The 16S rRNA gene has traditionally been considered the gold standard for classifying prokaryotic microorganisms (bacteria and archaea), as it meets all the characteristics required to be a molecular marker. However, despite the large number of works that have used the sequencing of the hypervariable regions of this marker, it has the disadvantage of not being able to determine taxa at an infra-generic level. A strategy used to improve taxonomic classification has been the combination of the 16S rRNA marker with some other constitutive expression genes such as the genes sodA, hps65, gyrB, among others, and even genes encoding for subunits of the cytochrome c enzyme complex have been used to classify microorganisms into species.

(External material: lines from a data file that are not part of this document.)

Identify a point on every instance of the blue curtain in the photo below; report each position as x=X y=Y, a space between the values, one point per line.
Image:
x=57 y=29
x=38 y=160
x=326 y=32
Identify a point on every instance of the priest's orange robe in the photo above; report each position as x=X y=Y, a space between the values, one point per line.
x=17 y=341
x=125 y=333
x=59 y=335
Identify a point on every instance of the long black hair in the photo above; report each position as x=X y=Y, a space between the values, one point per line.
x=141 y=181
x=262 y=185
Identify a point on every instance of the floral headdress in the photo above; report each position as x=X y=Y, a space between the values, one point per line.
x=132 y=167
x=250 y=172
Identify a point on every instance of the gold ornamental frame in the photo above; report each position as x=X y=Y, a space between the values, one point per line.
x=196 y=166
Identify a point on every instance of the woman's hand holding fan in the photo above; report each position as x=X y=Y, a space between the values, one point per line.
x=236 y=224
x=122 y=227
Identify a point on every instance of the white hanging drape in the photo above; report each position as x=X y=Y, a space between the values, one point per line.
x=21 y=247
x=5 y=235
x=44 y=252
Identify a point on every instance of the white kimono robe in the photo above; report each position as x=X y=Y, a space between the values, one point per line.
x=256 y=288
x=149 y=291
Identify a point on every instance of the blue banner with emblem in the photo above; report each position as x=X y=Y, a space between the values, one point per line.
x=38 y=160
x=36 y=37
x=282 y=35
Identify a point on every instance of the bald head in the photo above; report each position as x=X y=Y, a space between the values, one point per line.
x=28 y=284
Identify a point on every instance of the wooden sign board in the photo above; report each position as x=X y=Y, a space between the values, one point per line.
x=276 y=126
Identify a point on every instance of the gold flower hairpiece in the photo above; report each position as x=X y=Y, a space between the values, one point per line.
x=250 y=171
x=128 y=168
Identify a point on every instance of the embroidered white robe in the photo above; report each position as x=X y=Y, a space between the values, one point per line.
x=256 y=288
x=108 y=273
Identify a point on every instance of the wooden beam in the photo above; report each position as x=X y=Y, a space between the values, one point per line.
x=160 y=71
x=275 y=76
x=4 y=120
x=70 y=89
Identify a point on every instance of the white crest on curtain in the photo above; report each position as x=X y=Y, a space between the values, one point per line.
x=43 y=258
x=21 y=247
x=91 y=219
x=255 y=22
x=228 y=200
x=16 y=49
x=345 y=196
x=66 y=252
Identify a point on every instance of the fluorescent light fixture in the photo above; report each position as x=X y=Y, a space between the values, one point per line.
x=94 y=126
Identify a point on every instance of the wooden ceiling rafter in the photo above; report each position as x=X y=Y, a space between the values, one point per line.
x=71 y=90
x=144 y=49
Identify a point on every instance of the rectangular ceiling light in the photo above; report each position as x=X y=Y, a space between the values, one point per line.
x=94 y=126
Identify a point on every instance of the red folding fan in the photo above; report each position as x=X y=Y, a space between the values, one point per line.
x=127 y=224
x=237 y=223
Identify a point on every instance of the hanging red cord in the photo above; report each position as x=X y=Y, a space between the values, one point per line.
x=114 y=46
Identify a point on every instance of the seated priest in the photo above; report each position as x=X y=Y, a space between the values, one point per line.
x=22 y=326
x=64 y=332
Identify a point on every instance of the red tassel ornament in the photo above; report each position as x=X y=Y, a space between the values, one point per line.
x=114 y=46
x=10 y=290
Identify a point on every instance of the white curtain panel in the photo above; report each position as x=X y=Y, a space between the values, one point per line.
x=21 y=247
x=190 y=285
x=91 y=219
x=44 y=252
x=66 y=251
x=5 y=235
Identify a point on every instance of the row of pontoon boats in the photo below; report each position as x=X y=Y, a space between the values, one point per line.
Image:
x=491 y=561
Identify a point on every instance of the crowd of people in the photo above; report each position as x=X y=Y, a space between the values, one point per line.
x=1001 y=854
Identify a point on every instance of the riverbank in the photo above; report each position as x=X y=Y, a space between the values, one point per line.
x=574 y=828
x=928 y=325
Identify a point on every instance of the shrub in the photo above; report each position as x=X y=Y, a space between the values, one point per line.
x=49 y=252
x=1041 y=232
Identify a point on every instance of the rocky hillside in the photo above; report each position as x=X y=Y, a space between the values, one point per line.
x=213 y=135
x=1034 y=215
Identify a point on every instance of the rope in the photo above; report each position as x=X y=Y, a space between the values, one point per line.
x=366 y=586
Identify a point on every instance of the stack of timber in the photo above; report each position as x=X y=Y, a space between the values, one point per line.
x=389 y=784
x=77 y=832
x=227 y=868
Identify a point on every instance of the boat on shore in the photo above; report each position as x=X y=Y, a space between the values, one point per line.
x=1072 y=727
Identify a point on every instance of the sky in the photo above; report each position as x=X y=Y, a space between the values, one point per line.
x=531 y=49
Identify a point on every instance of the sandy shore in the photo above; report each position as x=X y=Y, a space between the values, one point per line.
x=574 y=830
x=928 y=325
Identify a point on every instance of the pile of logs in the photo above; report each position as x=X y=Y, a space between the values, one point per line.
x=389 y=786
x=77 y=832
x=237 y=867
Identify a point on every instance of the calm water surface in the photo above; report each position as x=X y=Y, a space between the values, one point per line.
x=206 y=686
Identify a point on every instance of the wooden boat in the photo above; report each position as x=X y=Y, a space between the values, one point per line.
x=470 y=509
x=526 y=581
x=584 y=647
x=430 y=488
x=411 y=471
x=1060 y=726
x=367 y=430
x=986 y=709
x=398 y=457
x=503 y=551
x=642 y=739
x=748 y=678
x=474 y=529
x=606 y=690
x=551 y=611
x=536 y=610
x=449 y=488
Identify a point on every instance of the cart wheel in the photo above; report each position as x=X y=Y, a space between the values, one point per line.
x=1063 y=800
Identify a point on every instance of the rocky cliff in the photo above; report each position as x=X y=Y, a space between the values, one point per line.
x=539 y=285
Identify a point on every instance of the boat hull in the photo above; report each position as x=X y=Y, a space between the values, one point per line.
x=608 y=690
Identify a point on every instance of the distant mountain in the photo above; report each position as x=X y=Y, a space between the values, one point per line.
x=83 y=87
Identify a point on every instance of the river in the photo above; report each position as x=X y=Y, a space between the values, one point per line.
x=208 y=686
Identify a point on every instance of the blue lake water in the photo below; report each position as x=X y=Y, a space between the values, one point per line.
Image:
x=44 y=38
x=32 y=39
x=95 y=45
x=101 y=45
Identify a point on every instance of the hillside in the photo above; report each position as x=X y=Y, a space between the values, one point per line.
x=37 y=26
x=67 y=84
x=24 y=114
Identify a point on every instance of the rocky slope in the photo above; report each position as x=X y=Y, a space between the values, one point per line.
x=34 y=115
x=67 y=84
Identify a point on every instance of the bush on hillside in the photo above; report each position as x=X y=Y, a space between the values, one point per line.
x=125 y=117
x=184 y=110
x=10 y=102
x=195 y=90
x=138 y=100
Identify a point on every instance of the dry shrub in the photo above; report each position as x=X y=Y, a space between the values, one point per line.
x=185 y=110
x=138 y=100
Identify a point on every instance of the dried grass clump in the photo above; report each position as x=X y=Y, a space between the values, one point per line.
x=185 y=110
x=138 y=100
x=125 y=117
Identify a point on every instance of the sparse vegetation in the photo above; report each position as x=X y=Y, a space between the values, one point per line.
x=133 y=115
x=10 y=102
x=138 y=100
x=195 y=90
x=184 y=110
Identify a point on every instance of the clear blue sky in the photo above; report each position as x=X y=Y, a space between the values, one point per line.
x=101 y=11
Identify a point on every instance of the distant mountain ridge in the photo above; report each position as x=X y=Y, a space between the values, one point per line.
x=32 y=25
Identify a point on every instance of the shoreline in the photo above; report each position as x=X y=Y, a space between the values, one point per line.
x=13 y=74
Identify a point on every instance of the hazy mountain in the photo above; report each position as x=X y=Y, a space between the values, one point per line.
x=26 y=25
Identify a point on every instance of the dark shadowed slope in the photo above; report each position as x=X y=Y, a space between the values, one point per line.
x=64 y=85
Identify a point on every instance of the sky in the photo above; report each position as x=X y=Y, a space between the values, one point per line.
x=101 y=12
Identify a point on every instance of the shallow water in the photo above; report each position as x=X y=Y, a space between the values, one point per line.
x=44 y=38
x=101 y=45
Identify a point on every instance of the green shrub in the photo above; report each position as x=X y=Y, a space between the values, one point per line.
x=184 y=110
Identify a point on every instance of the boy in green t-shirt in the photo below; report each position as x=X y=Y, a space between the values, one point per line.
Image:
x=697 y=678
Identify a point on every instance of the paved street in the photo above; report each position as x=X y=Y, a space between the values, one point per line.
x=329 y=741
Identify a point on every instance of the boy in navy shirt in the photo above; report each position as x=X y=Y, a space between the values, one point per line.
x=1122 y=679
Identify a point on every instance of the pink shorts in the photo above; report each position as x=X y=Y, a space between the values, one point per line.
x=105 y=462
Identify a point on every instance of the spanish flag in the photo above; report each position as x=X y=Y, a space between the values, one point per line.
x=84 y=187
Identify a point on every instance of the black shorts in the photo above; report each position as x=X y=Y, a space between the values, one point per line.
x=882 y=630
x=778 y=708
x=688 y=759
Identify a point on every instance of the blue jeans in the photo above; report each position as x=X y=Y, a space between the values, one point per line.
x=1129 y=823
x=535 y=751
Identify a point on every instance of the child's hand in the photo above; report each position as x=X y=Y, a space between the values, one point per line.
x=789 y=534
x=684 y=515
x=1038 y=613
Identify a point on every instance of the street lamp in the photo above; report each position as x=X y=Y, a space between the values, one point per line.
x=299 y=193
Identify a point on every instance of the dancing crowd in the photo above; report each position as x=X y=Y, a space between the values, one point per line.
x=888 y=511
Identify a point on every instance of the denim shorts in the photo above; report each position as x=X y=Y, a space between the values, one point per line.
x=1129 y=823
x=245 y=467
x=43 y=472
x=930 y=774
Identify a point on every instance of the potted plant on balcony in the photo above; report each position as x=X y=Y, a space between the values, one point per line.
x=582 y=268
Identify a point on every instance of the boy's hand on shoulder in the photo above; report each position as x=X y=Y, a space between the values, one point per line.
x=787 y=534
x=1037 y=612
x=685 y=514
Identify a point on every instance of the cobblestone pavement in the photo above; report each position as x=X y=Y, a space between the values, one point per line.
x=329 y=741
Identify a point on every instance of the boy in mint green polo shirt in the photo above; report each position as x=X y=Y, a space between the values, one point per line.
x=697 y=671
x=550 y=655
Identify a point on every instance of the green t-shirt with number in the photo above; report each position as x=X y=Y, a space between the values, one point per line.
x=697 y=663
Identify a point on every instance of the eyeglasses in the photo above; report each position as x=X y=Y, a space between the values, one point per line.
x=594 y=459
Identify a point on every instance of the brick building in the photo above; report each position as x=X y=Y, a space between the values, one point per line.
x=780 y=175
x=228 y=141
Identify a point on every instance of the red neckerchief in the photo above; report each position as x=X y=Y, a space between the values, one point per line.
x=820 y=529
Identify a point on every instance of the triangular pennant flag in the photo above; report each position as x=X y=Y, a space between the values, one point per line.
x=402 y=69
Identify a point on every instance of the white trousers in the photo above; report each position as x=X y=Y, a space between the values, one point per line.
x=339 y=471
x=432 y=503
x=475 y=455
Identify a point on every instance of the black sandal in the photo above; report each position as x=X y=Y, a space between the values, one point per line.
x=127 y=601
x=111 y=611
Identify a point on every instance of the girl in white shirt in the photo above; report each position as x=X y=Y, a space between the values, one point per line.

In the last decade, mass sequencing technologies have made it possible for microbial populations to be analyzed in greater depth, either by sequencing the entire 16S rRNA gene, thus increasing the resolution of that marker, or by combining the information of that gene with the sequencing of complete metagenomes. In this last type of analysis, sequences of all the genomic material present in the sample are obtained, which offers the great advantage that in addition to making the taxonomic classification it is also possible to obtain functional information of the detected genes. Thus, despite the limitations of the required bioinformatic analysis, the use of these methodologies allows for more complete analyses.
However, despite the development of high-performance sequencing techniques, the targeted sequencing of 16S rRNA on the Sanger platform is not entirely obsolete, and the selection of the analysis strategy will depend on the objectives of the study, the degree of precision desired, the sample size and the financial resources that can be allocated by the research team. For example, if you are looking for the presence and/or absence of a single bacterial genus, Sanger sequencing would be ideal because it has the ability to sequence relatively large fragments with greater precision than any mass sequencing platform. If what is wanted is to discriminate between species of a single bacterial genus, two strategies can be utilized: the sequencing of some hypervariable region of the 16S rRNA together with some other constitutive gene (MLSA), or the sequencing of the whole gene in order to obtain the information of all the hypervariable regions.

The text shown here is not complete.